Germany has more sliding tracks than any other nation, plus always seems to be ahead of the rest of the world when it comes to technology and any other innovation that can be used to get a sled down the ice faster than anyone else.
Nowhere has that dominance been on display than the Olympics.
There have been six nations with an Olympic gold medal in luge. Germany, East Germany and West Germany have combined for 31 golds in Olympic luge events, while the rest of the world has 13. Italy has seven, Austria five and the Soviet Union won one.
“We’re always under pressure,” German doubles star Sascha Benecken said. “But the pressure we put on ourselves is much tougher.”
USA Luge has made great strides in recent years, and comes into these Olympics bolstered by Remsen native Erin Hamlin’s bronze medal at the Sochi Games four years ago. The doubles team of Matt Mortensen and Jayson Terdiman could be in the medal mix as well, and men’s sliders Tucker West and Chris Mazdzer have had plenty of finishes that show they can compete with anyone.
Hamlin closes her career on Feb. 13, when the women’s luge competition concludes. She is retiring after two decades of sliding.
Austria, Italy, Canada and Latvia should also contend for medals.
The wild card would be the lugers from Russia, some of whom have results that suggest they would be medal contenders — if permitted to compete. Russia will not have a team at these Olympics because of the doping fallout from the Sochi Games, though some athletes from that nation will be allowed to be in Pyeongchang under the Olympic flag. In men’s luge, Germany, where Felix Loch is going for a third straight win. In women’s luge, Germany, where Natalie Geisenberger will seek repeat gold. In doubles luge, Germany again. And in the team relay, let’s say Germany. Put it this way: If any other national anthem gets played to commemorate a gold medalist after a luge race in Pyeongchang, it’s going to be called an upset.
There was a time not long ago, where the best rivalry in the sport probably was the every-race-weekend battle between Geisenberger and Tatjana Huefner. From the same country, they were coached separately and had distinctly different styles. Their relationship seems to be nowhere near as frosty now, but the rivalry will be real again in South Korea.
The only difference in Olympic competition from World Cup racing is in men’s and women’s singles, where the event is four runs over two days instead of the customary two-heat, one-day format. Doubles is still a two-run, one-day race, and the team relay format also is unchanged from the World Cup norm.
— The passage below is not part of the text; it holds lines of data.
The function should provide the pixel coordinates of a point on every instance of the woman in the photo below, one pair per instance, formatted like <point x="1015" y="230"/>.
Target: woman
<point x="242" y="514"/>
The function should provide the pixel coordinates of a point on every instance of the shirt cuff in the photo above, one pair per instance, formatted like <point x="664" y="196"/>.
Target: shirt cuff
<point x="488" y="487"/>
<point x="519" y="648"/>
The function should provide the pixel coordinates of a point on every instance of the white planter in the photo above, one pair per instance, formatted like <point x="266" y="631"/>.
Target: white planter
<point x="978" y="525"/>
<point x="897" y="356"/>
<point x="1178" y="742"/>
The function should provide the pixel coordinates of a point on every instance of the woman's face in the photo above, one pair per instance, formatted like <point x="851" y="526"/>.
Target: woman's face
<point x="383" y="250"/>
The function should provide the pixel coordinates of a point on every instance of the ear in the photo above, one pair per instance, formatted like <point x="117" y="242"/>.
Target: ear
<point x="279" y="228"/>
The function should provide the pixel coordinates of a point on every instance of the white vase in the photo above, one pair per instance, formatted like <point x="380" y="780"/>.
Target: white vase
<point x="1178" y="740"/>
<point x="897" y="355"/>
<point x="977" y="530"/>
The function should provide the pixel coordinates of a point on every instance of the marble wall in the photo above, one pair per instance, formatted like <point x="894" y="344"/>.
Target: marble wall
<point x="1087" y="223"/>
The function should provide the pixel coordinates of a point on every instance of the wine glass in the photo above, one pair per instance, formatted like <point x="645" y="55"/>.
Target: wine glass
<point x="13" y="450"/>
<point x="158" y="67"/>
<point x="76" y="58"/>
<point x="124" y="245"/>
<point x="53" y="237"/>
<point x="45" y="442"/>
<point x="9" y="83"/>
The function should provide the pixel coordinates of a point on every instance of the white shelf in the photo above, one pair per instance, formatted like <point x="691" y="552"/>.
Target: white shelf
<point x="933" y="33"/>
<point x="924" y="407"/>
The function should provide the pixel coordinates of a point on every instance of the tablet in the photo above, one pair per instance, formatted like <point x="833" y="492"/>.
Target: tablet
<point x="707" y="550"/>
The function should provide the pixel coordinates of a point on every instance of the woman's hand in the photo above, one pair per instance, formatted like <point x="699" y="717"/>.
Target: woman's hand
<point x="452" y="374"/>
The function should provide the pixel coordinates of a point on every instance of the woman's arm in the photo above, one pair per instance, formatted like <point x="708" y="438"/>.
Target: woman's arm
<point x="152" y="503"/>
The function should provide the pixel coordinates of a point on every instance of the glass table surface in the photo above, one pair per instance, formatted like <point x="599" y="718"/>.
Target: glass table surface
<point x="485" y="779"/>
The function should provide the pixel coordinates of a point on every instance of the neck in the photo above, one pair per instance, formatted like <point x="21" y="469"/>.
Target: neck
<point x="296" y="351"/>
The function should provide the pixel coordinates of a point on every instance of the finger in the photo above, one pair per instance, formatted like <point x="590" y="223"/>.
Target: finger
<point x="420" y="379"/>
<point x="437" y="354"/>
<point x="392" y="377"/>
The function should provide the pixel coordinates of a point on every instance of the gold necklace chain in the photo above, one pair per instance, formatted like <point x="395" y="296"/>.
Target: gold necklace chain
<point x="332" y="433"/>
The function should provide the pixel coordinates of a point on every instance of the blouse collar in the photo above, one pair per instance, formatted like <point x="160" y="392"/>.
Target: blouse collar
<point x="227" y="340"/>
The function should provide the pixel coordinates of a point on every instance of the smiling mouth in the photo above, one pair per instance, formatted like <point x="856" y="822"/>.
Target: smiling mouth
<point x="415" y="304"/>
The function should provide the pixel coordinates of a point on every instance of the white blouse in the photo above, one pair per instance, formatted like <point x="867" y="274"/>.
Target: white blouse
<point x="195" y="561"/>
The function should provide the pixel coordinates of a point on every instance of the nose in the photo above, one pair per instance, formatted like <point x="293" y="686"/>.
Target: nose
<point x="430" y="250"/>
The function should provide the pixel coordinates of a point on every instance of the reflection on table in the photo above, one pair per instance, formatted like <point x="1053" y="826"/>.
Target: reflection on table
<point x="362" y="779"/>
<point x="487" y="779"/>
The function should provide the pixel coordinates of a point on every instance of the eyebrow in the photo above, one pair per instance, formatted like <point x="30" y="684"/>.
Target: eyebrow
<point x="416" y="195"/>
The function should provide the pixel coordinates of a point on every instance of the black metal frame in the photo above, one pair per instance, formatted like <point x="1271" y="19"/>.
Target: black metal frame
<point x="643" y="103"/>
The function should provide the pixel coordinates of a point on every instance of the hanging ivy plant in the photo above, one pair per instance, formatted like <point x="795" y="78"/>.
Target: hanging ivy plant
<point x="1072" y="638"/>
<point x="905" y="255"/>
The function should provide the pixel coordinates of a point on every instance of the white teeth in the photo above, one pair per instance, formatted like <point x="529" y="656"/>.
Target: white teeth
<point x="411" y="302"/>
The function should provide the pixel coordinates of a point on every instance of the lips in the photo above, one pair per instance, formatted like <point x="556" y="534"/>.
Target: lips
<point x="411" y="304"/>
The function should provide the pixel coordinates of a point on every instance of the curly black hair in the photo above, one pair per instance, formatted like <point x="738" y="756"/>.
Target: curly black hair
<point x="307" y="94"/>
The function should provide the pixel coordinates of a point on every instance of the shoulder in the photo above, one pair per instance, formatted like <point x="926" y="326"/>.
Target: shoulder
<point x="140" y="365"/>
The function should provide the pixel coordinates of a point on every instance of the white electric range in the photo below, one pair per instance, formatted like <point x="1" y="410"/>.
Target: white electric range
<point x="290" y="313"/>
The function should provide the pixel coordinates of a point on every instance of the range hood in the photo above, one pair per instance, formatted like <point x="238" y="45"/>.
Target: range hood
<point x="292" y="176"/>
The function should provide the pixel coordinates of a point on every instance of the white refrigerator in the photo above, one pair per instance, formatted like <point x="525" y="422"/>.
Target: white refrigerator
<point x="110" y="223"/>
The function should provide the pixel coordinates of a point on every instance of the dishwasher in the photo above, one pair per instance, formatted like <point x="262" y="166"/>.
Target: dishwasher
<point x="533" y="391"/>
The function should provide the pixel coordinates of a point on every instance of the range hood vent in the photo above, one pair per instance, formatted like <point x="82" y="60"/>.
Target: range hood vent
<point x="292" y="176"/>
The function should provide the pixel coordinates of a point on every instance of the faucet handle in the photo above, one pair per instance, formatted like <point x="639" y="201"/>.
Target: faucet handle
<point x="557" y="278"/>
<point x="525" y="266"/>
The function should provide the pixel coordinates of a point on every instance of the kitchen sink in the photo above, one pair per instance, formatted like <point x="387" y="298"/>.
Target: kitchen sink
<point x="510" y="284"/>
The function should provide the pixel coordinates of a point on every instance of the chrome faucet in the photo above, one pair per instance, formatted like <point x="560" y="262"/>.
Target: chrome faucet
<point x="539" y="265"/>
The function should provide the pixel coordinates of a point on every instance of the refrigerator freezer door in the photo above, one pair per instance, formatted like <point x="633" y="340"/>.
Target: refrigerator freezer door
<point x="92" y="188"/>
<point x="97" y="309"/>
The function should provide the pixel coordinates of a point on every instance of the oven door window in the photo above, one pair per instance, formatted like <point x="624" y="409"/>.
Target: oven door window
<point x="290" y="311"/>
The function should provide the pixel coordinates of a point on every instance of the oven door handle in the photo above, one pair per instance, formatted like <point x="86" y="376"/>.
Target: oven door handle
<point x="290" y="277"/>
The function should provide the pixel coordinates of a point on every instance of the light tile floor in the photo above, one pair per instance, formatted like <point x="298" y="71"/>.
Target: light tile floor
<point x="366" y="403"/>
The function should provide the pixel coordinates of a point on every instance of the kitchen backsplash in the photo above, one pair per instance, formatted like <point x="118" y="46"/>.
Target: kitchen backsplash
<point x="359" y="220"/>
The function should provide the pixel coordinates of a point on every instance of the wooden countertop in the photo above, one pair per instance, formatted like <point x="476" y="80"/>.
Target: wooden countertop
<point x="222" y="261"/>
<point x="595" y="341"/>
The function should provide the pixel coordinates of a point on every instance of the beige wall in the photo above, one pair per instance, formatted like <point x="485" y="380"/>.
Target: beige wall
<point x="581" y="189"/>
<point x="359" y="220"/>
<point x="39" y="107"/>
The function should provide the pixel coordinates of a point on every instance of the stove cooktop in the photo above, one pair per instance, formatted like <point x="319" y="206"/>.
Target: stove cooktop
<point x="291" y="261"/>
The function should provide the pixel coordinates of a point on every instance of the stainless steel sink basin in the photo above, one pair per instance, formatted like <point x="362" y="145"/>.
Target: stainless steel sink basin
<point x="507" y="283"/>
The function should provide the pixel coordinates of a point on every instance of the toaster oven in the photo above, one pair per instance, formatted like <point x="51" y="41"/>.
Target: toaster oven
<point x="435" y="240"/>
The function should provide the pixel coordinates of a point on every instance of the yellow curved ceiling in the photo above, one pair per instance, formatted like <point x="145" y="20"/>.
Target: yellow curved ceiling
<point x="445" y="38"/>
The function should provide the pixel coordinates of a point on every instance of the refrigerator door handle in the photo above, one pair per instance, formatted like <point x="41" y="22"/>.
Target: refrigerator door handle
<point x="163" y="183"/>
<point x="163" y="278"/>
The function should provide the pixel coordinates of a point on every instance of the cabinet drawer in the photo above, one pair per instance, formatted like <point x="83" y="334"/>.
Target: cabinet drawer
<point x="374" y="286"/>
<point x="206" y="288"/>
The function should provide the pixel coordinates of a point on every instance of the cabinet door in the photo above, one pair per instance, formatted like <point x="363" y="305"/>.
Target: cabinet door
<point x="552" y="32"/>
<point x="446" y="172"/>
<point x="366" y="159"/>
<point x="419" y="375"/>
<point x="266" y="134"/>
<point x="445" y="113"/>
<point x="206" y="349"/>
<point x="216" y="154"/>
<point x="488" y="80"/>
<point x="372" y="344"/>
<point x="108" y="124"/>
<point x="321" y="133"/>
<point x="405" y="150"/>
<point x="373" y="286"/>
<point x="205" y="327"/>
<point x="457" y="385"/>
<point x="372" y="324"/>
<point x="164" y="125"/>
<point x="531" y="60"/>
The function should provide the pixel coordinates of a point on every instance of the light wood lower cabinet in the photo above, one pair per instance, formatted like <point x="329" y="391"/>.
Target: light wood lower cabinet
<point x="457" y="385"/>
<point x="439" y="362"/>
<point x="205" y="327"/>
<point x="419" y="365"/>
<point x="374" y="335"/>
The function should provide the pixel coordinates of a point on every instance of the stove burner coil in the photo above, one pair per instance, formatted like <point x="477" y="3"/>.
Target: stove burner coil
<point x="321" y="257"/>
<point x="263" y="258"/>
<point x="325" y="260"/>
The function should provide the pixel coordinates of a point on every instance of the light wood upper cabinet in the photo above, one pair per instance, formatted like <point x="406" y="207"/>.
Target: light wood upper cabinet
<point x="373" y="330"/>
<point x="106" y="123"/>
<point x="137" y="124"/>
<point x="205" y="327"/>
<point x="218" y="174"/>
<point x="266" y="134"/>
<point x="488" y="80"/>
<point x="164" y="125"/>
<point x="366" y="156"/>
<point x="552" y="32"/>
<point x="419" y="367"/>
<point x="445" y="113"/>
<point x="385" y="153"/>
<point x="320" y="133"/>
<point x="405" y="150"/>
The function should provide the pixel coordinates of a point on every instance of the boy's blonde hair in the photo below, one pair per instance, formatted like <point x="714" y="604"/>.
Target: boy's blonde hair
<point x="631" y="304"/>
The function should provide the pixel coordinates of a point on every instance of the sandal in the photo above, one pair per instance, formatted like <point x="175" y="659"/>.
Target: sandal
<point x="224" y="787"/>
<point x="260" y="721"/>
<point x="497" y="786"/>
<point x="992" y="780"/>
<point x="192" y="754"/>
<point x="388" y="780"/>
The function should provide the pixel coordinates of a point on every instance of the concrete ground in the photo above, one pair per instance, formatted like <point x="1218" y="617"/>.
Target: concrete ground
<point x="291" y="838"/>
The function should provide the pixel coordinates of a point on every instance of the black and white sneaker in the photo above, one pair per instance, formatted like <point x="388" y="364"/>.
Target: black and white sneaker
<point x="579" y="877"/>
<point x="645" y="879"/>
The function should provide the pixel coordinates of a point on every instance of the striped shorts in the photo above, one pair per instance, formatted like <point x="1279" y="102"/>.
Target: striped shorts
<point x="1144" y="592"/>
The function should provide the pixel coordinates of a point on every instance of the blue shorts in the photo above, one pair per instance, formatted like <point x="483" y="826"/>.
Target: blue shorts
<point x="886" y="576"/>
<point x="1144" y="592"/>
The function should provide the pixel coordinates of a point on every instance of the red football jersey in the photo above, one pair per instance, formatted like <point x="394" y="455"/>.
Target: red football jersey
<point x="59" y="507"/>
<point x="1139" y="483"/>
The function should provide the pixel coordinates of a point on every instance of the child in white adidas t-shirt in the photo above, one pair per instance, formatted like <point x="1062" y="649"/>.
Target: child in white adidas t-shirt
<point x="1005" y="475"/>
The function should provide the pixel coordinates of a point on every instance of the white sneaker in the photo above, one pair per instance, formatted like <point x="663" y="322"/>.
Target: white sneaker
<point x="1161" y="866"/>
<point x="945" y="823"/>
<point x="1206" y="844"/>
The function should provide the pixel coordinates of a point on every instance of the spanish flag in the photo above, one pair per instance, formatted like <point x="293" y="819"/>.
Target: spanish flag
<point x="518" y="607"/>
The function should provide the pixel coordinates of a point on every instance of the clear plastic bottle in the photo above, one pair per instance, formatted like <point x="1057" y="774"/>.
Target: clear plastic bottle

Aileen Frisch used to compete for Germany, and retired a couple years ago but is now back with an unusual story. She’s likely to compete in these Olympics for South Korea. The host nation, which doesn’t have a storied luge history, offered her a passport with hopes of bolstering its sliding profile. Frisch trained for several weeks after sustaining a foot and leg injury earlier this season.